It is not too difficult to understand their motive. They prefer the current Proportional Representation (PR) System rather than the proposed mixed system that incorporates both the PR and First-Past-the-Post (FPP) systems. The smaller parties fear that under the FPP their chances for survival will be minimal if not at all because their vote base in many electorates is not worth speaking about whereas on a district basis under the PR system these smaller parties would stand a better chance if at all. The UNP, though one of the two biggest parties in the country, also seems to be in favour of the current system for some reason and is  not so enthusiastic about the electoral reforms.

It is true that the mandate given by the people to the government headed by Prime Minister Ranil Wickremesinghe at the last presidential election has expired with the lapse of its first 100 days. At the same time the mandate had also rejected the SLFP/UPFA combination as the ruling party. Hence the situation demands a new Parliament. On the other hand the present Parliament is an utter mess where the largest party is in the Opposition and the leader of a relatively smaller party has been appointed the Prime Minister. Also ironically the leader of the largest party who is also the President of the country works with the second largest party. This cannot be democracy and therefore it is high time to go for a parliamentary election and elect a new government.

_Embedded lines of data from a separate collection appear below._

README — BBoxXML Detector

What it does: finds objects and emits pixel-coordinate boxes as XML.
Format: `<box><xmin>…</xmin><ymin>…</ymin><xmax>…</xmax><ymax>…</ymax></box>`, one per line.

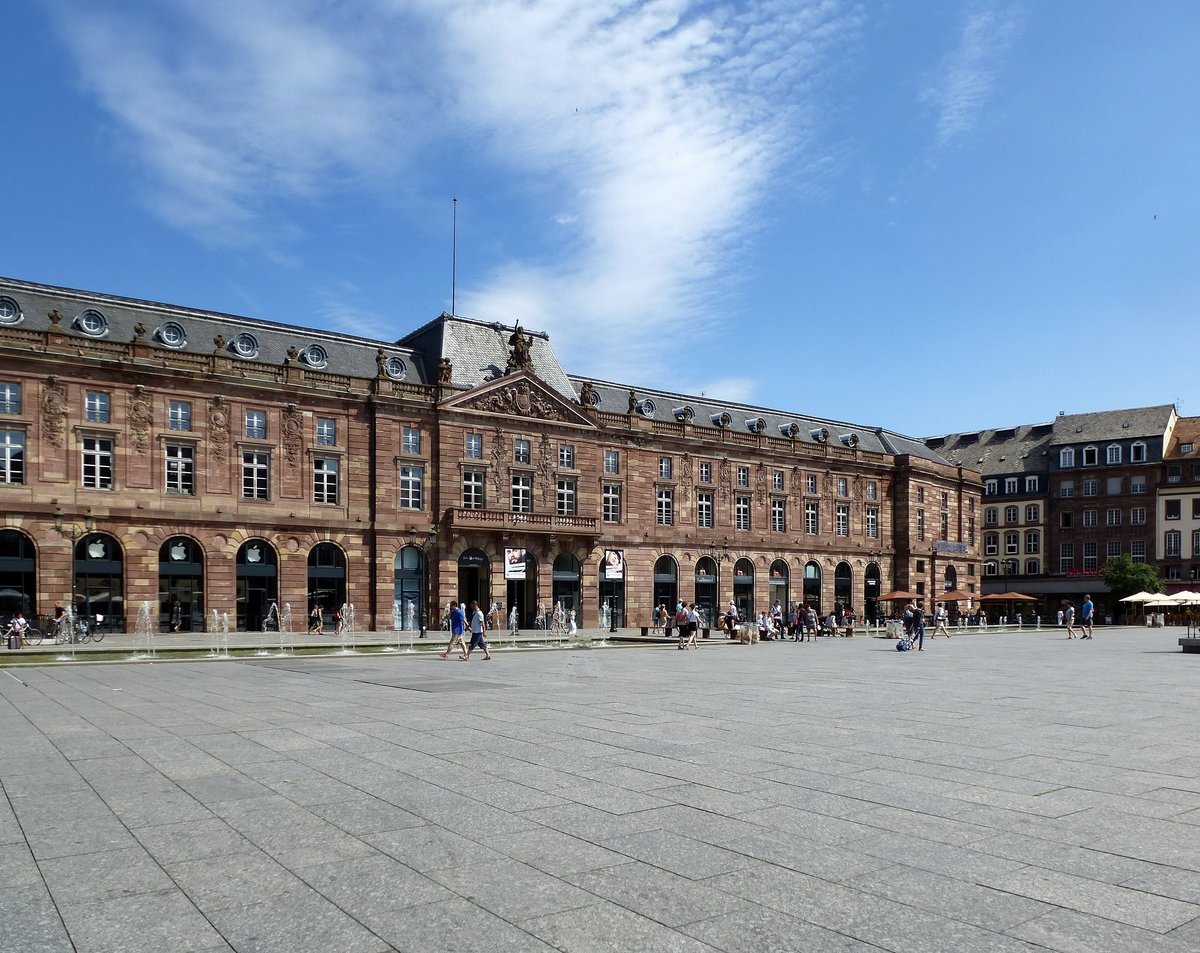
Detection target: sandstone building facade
<box><xmin>0</xmin><ymin>278</ymin><xmax>982</xmax><ymax>630</ymax></box>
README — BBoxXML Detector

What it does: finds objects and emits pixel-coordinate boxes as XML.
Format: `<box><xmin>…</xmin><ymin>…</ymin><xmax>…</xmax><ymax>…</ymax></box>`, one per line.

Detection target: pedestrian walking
<box><xmin>462</xmin><ymin>603</ymin><xmax>494</xmax><ymax>661</ymax></box>
<box><xmin>439</xmin><ymin>599</ymin><xmax>467</xmax><ymax>659</ymax></box>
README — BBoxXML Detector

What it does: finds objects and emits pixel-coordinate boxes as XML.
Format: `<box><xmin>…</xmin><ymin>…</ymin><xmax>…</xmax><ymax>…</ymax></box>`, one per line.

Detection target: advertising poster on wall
<box><xmin>504</xmin><ymin>550</ymin><xmax>524</xmax><ymax>581</ymax></box>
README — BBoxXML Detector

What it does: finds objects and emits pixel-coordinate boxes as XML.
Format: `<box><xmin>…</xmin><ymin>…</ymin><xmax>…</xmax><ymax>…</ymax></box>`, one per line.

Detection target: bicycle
<box><xmin>54</xmin><ymin>618</ymin><xmax>104</xmax><ymax>646</ymax></box>
<box><xmin>4</xmin><ymin>625</ymin><xmax>43</xmax><ymax>646</ymax></box>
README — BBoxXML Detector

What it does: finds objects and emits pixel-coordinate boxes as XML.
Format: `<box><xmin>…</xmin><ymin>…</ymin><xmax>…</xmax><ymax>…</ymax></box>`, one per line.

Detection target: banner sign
<box><xmin>504</xmin><ymin>550</ymin><xmax>524</xmax><ymax>582</ymax></box>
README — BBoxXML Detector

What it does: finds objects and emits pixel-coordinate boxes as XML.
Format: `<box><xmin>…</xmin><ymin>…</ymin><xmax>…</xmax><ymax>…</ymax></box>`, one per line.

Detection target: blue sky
<box><xmin>0</xmin><ymin>0</ymin><xmax>1200</xmax><ymax>436</ymax></box>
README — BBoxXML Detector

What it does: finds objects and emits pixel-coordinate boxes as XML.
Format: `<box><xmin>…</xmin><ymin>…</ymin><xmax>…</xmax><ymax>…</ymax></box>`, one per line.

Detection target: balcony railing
<box><xmin>450</xmin><ymin>508</ymin><xmax>600</xmax><ymax>535</ymax></box>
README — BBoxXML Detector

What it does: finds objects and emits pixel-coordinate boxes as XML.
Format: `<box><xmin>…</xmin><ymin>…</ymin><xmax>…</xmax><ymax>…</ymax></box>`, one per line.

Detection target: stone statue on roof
<box><xmin>504</xmin><ymin>324</ymin><xmax>533</xmax><ymax>373</ymax></box>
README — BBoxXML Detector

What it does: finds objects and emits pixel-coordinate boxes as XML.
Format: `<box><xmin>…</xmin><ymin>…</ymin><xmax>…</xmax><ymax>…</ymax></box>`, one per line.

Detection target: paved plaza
<box><xmin>0</xmin><ymin>629</ymin><xmax>1200</xmax><ymax>953</ymax></box>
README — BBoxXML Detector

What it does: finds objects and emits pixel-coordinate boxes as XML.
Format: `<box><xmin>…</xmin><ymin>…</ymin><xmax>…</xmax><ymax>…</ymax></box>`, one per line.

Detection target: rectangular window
<box><xmin>246</xmin><ymin>410</ymin><xmax>266</xmax><ymax>440</ymax></box>
<box><xmin>317</xmin><ymin>416</ymin><xmax>337</xmax><ymax>446</ymax></box>
<box><xmin>400</xmin><ymin>466</ymin><xmax>425</xmax><ymax>510</ymax></box>
<box><xmin>512</xmin><ymin>473</ymin><xmax>533</xmax><ymax>513</ymax></box>
<box><xmin>1084</xmin><ymin>543</ymin><xmax>1099</xmax><ymax>569</ymax></box>
<box><xmin>312</xmin><ymin>457</ymin><xmax>337</xmax><ymax>503</ymax></box>
<box><xmin>462</xmin><ymin>469</ymin><xmax>484</xmax><ymax>510</ymax></box>
<box><xmin>604</xmin><ymin>484</ymin><xmax>620</xmax><ymax>523</ymax></box>
<box><xmin>164</xmin><ymin>443</ymin><xmax>196</xmax><ymax>497</ymax></box>
<box><xmin>655</xmin><ymin>486</ymin><xmax>674</xmax><ymax>526</ymax></box>
<box><xmin>0</xmin><ymin>430</ymin><xmax>25</xmax><ymax>484</ymax></box>
<box><xmin>770</xmin><ymin>499</ymin><xmax>787</xmax><ymax>533</ymax></box>
<box><xmin>83</xmin><ymin>437</ymin><xmax>113</xmax><ymax>490</ymax></box>
<box><xmin>0</xmin><ymin>382</ymin><xmax>20</xmax><ymax>414</ymax></box>
<box><xmin>556</xmin><ymin>479</ymin><xmax>575</xmax><ymax>516</ymax></box>
<box><xmin>83</xmin><ymin>390</ymin><xmax>112</xmax><ymax>424</ymax></box>
<box><xmin>167</xmin><ymin>401</ymin><xmax>192</xmax><ymax>433</ymax></box>
<box><xmin>733</xmin><ymin>496</ymin><xmax>750</xmax><ymax>529</ymax></box>
<box><xmin>804</xmin><ymin>499</ymin><xmax>821</xmax><ymax>537</ymax></box>
<box><xmin>241</xmin><ymin>450</ymin><xmax>271</xmax><ymax>499</ymax></box>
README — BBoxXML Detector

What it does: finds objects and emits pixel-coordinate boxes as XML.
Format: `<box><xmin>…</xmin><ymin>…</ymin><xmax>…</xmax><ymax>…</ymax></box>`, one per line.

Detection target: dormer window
<box><xmin>76</xmin><ymin>307</ymin><xmax>108</xmax><ymax>337</ymax></box>
<box><xmin>229</xmin><ymin>331</ymin><xmax>258</xmax><ymax>360</ymax></box>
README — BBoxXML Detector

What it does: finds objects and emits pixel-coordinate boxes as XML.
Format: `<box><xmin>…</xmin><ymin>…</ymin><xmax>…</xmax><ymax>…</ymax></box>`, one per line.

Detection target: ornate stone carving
<box><xmin>209</xmin><ymin>394</ymin><xmax>229</xmax><ymax>462</ymax></box>
<box><xmin>504</xmin><ymin>324</ymin><xmax>533</xmax><ymax>373</ymax></box>
<box><xmin>42</xmin><ymin>374</ymin><xmax>67</xmax><ymax>450</ymax></box>
<box><xmin>468</xmin><ymin>380</ymin><xmax>566</xmax><ymax>420</ymax></box>
<box><xmin>130</xmin><ymin>384</ymin><xmax>154</xmax><ymax>454</ymax></box>
<box><xmin>280</xmin><ymin>403</ymin><xmax>304</xmax><ymax>467</ymax></box>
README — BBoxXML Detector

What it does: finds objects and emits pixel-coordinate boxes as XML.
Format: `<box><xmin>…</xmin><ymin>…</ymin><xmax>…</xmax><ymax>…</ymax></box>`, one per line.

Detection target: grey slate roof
<box><xmin>570</xmin><ymin>374</ymin><xmax>947</xmax><ymax>463</ymax></box>
<box><xmin>1051</xmin><ymin>403</ymin><xmax>1175</xmax><ymax>446</ymax></box>
<box><xmin>0</xmin><ymin>277</ymin><xmax>424</xmax><ymax>384</ymax></box>
<box><xmin>925</xmin><ymin>424</ymin><xmax>1054</xmax><ymax>477</ymax></box>
<box><xmin>398</xmin><ymin>312</ymin><xmax>576</xmax><ymax>401</ymax></box>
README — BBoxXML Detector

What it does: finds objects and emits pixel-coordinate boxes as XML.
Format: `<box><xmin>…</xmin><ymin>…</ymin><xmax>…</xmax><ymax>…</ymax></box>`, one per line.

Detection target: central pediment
<box><xmin>440</xmin><ymin>371</ymin><xmax>595</xmax><ymax>427</ymax></box>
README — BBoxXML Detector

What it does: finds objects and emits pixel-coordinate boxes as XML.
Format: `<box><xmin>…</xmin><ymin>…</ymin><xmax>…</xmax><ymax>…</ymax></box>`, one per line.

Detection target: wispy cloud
<box><xmin>49</xmin><ymin>0</ymin><xmax>863</xmax><ymax>389</ymax></box>
<box><xmin>922</xmin><ymin>5</ymin><xmax>1025</xmax><ymax>148</ymax></box>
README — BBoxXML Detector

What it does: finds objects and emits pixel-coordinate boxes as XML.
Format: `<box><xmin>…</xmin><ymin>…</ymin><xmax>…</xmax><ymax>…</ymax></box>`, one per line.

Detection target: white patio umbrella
<box><xmin>1120</xmin><ymin>591</ymin><xmax>1160</xmax><ymax>603</ymax></box>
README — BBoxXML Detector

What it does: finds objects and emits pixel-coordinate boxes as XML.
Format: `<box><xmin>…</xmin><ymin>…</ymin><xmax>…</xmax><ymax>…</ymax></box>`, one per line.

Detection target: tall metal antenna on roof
<box><xmin>450</xmin><ymin>196</ymin><xmax>458</xmax><ymax>317</ymax></box>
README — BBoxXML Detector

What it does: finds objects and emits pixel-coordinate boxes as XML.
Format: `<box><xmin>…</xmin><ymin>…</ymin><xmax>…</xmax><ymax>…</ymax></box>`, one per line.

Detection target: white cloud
<box><xmin>54</xmin><ymin>0</ymin><xmax>862</xmax><ymax>396</ymax></box>
<box><xmin>922</xmin><ymin>6</ymin><xmax>1024</xmax><ymax>148</ymax></box>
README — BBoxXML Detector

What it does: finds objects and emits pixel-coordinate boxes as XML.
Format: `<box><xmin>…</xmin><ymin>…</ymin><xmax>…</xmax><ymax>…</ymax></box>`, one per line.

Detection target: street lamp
<box><xmin>419</xmin><ymin>523</ymin><xmax>438</xmax><ymax>639</ymax></box>
<box><xmin>54</xmin><ymin>507</ymin><xmax>96</xmax><ymax>624</ymax></box>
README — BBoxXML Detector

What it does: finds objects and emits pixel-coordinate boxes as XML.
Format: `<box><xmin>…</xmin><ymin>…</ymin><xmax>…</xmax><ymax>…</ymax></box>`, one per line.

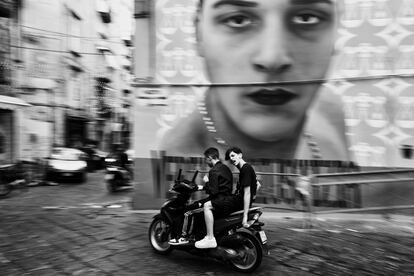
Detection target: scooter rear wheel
<box><xmin>148</xmin><ymin>215</ymin><xmax>172</xmax><ymax>255</ymax></box>
<box><xmin>0</xmin><ymin>180</ymin><xmax>11</xmax><ymax>197</ymax></box>
<box><xmin>226</xmin><ymin>233</ymin><xmax>263</xmax><ymax>272</ymax></box>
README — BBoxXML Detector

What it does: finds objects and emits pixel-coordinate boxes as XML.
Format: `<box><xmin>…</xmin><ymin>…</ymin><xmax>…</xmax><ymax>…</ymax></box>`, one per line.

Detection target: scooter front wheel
<box><xmin>226</xmin><ymin>233</ymin><xmax>263</xmax><ymax>272</ymax></box>
<box><xmin>148</xmin><ymin>215</ymin><xmax>172</xmax><ymax>255</ymax></box>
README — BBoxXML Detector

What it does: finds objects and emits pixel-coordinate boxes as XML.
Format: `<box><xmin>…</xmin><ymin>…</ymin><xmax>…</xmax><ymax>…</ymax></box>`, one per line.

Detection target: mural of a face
<box><xmin>197</xmin><ymin>0</ymin><xmax>336</xmax><ymax>141</ymax></box>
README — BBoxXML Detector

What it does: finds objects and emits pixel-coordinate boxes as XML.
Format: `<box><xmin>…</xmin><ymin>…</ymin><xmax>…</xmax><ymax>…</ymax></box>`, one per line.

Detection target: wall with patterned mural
<box><xmin>135</xmin><ymin>0</ymin><xmax>414</xmax><ymax>167</ymax></box>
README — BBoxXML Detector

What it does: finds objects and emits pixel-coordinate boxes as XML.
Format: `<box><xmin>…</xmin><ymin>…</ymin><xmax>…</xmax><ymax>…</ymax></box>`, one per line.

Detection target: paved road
<box><xmin>0</xmin><ymin>173</ymin><xmax>414</xmax><ymax>276</ymax></box>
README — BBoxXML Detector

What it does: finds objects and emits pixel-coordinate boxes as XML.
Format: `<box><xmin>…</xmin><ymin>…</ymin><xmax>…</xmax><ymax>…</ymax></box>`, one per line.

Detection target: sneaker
<box><xmin>195</xmin><ymin>236</ymin><xmax>217</xmax><ymax>249</ymax></box>
<box><xmin>168</xmin><ymin>237</ymin><xmax>188</xmax><ymax>245</ymax></box>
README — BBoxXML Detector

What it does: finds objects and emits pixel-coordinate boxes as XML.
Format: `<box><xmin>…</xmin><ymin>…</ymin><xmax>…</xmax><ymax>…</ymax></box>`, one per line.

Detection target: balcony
<box><xmin>96</xmin><ymin>0</ymin><xmax>112</xmax><ymax>24</ymax></box>
<box><xmin>0</xmin><ymin>0</ymin><xmax>15</xmax><ymax>18</ymax></box>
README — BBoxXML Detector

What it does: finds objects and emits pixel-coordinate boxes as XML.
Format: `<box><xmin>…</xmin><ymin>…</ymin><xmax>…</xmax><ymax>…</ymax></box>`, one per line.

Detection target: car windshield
<box><xmin>51</xmin><ymin>149</ymin><xmax>82</xmax><ymax>161</ymax></box>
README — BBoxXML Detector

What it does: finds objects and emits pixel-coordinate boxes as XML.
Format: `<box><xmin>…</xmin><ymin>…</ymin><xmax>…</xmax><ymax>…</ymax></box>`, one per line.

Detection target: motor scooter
<box><xmin>105</xmin><ymin>165</ymin><xmax>132</xmax><ymax>193</ymax></box>
<box><xmin>0</xmin><ymin>163</ymin><xmax>27</xmax><ymax>198</ymax></box>
<box><xmin>148</xmin><ymin>170</ymin><xmax>268</xmax><ymax>272</ymax></box>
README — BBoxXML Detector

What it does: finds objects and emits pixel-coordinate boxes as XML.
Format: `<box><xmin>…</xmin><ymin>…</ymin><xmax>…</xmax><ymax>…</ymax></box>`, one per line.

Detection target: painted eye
<box><xmin>292</xmin><ymin>13</ymin><xmax>321</xmax><ymax>25</ymax></box>
<box><xmin>224</xmin><ymin>15</ymin><xmax>253</xmax><ymax>28</ymax></box>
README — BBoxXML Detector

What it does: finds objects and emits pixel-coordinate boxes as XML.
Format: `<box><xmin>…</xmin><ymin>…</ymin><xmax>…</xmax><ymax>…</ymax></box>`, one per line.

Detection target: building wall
<box><xmin>135</xmin><ymin>0</ymin><xmax>414</xmax><ymax>167</ymax></box>
<box><xmin>14</xmin><ymin>0</ymin><xmax>132</xmax><ymax>157</ymax></box>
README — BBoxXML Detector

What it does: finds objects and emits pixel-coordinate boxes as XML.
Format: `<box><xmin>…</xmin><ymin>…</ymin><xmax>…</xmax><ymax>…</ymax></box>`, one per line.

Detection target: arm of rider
<box><xmin>242</xmin><ymin>186</ymin><xmax>250</xmax><ymax>227</ymax></box>
<box><xmin>204</xmin><ymin>171</ymin><xmax>219</xmax><ymax>197</ymax></box>
<box><xmin>197</xmin><ymin>174</ymin><xmax>208</xmax><ymax>191</ymax></box>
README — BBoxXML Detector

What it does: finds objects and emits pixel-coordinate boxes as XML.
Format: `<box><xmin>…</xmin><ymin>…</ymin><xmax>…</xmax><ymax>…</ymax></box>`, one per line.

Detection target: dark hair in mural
<box><xmin>204</xmin><ymin>148</ymin><xmax>220</xmax><ymax>159</ymax></box>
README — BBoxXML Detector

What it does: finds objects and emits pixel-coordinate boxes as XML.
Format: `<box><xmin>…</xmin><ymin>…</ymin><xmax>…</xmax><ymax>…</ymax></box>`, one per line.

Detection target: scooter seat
<box><xmin>229</xmin><ymin>207</ymin><xmax>262</xmax><ymax>216</ymax></box>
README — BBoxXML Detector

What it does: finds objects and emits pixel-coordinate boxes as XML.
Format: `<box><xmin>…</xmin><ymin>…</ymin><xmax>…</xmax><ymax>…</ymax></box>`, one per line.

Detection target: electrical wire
<box><xmin>10</xmin><ymin>45</ymin><xmax>127</xmax><ymax>57</ymax></box>
<box><xmin>19</xmin><ymin>25</ymin><xmax>131</xmax><ymax>44</ymax></box>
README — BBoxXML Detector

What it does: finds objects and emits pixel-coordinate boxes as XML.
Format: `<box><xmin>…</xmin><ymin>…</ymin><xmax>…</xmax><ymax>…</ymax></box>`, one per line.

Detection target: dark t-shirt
<box><xmin>205</xmin><ymin>162</ymin><xmax>233</xmax><ymax>199</ymax></box>
<box><xmin>236</xmin><ymin>163</ymin><xmax>257</xmax><ymax>204</ymax></box>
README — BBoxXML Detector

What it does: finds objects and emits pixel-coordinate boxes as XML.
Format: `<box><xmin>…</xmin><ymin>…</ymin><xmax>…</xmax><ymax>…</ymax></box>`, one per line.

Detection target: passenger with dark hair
<box><xmin>170</xmin><ymin>147</ymin><xmax>234</xmax><ymax>248</ymax></box>
<box><xmin>226</xmin><ymin>147</ymin><xmax>258</xmax><ymax>227</ymax></box>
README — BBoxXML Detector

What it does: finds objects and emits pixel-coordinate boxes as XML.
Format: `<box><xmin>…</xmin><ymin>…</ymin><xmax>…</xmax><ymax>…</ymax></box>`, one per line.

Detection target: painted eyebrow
<box><xmin>213</xmin><ymin>0</ymin><xmax>259</xmax><ymax>9</ymax></box>
<box><xmin>291</xmin><ymin>0</ymin><xmax>335</xmax><ymax>5</ymax></box>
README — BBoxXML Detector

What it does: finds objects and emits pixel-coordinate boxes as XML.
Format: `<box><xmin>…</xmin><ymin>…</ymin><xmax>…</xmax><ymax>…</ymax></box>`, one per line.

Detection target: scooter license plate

However, now that the 19th Amendment to the Constitution has been passed in Parliament the forthcoming elections have to be conducted by an Election Commission which has to be appointed with the consent of both the President and the Constitutional Council (CC) which is also yet to be appointed. Given the intricacy of the process one cannot expect an immediate dissolution of Parliament, because it has to play a major role in appointing the CC which would consist of seven parliamentarians including the Speaker, Prime Minister and the Opposition Leader. Given the experience of the last CC that was abolished by the Rajapaksa regime through the 18th Amendment one has to expect many hurdles in the appointment process of the CC and the independent commissions which would hence be time consuming.

Therefore it is unfair by the people to suggest to the authorities concerned to rush through the process to dissolve the Parliament, since such a manoeuvrewould force the stakeholders to make hasty appointments to the CC as well as the independent commissions including the Elections Commission which might in turn negate the achievements gained through the 19th Amendment.